Digamos entonces que Therese entra en el restaurante, la cámara se pasea por las mesas en un
movimiento incierto y dubitativo, y se centra finalmente en Carol, que conversa con los demás
integrantes de su grupo en una actitud que se adivina más educada que efusiva. Le falta algo, le falta
que alguien la mire, y no un alguien cualquiera, sino ese que puede insuflarle de nuevo la vida.
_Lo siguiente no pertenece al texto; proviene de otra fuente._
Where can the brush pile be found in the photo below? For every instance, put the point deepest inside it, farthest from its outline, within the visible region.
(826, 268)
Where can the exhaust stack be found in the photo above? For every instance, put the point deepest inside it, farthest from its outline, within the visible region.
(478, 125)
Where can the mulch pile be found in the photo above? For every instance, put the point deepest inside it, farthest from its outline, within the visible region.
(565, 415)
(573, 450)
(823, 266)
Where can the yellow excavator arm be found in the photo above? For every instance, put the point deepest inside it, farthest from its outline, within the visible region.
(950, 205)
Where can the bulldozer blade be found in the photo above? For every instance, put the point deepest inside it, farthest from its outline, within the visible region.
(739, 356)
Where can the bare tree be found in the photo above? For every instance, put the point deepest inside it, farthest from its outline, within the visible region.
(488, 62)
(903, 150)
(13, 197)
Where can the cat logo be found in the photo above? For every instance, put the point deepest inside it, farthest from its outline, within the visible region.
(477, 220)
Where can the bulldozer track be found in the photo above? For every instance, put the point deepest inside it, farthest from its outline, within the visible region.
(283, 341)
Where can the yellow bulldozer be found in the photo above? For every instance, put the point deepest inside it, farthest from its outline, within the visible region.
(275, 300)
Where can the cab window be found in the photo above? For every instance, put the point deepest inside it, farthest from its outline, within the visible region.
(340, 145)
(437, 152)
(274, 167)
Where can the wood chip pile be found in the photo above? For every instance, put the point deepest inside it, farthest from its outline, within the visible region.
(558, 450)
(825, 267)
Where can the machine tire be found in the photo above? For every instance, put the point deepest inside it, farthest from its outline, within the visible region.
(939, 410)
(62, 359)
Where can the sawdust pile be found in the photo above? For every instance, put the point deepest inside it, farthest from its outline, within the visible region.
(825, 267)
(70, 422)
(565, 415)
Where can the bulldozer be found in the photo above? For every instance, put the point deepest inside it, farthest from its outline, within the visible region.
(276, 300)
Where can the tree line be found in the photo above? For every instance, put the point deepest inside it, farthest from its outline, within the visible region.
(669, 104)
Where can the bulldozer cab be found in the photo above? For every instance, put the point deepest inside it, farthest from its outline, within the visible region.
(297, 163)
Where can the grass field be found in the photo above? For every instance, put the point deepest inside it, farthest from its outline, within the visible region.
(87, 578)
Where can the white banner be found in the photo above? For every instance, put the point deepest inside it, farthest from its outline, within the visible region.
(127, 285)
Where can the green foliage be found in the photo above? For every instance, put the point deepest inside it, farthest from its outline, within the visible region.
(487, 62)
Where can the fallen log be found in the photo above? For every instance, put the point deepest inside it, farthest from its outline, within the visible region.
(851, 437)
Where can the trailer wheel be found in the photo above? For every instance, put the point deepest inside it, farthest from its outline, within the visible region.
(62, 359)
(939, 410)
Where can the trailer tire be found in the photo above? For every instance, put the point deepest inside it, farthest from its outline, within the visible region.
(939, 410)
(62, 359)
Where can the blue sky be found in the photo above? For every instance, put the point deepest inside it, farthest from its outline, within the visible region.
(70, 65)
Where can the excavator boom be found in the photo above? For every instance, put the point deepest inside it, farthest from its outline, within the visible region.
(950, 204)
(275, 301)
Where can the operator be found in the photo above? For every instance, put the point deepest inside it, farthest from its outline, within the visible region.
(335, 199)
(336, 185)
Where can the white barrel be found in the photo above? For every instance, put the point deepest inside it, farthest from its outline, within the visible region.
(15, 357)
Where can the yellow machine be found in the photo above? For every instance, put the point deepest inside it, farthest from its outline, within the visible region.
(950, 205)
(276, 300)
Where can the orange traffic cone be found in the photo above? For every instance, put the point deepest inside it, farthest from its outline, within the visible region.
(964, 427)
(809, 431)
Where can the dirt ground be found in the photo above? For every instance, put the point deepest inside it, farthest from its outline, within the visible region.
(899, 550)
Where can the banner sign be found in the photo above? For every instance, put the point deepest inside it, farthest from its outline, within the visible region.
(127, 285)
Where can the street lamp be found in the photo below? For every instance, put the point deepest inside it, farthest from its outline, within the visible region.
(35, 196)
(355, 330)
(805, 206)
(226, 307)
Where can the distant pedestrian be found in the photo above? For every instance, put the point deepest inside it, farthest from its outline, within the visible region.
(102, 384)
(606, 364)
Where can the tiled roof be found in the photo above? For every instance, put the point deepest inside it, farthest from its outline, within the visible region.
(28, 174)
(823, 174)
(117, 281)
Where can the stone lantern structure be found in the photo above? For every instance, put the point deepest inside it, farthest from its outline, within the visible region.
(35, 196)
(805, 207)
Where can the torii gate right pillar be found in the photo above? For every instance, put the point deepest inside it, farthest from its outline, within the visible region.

Entonces se da cuenta, se apercibe de que Therese mantiene los ojos clavados en su rostro, inmóvil,
como hechizada en el centro del local, y ella le devuelve la mirada. Y nos mira también a nosotros, a
los espectadores, en lo que podría ser una mirada a cámara. Si Therese ha encontrado por fin su
contraplano en Carol, esta lo hace también a la vez en aquella y en la audiencia, a la que interpela
como preguntándole dónde se encuentra ella, qué papel desempeña en todo eso. La búsqueda del
clasicismo perdido se convierte en gesto de modernidad que ahuyenta toda nostalgia. La ficción a la
vez se clausura y queda abierta, en una tensión irresoluble, allá donde aquello que importa es el
agujero entre los planos, el lugar del deseo, que es siempre un lugar doble, un espacio real y un
fantasma de lo que querría ser.

Pero Carol no termina ahí, como pudiera parecer. Es la búsqueda de un contraplano, como se ha
dicho, pero también de un relato que le dé sentido a todo, sin el que no se puede vivir, o por lo menos
mantenerse con vida. Y este relato procede de una narrativa del pacto: entre dos mujeres que también
se preguntan constantemente cómo encontrar un relato común a través de diversas interrupciones —
la larga secuencia del viaje sería, en este sentido, la Gran Interrupción— y que nos dicen al final que
la única manera de hacerlo es aceptar la discontinuidad, tanto de la narración como de la vida, del
amor, del deseo. Del mismo modo en que la película de Haynes certifica que no se puede regresar al
cine clásico, pero sí seguir viéndolo como referencia indispensable, o aceptar esa otra discontinuidad
que se da entre clasicismo y modernidad, la historia de amor entre Therese y Carol propone partir del
deseo y el enamoramiento para asumir esas grietas que antes no se podían mostrar, incluida la grieta
que ciertas formas transgresoras del goce suponen para otros cuerpos, el cuerpo social y el cuerpo
siempre frágil y quebradizo de la historia del cine. Y la grieta de un clasicismo que está en la base de
Carol pero que ya solo puede mostrarse intermitentemente, como búsqueda, ahora también, de otro
cuerpo ideal del cine: el cuerpo del público, al que alude ese último plano de la película, el rostro de
Carol que roza su mirada con la nuestra y que, a su vez, podría enlazar con el primero, con las
figuras geométricas de las rejas del metro neoyorquino, esa apelación a nuestro pasado como
audiencia. Pues, como comunidad que surge de la memoria cinematográfica, también emergemos de
las profundidades del deseo, del inconsciente, del cine clásico, en busca de nuestro contraplano ya no
ideal, sino irremediablemente real, por doloroso que resulte encontrarlo.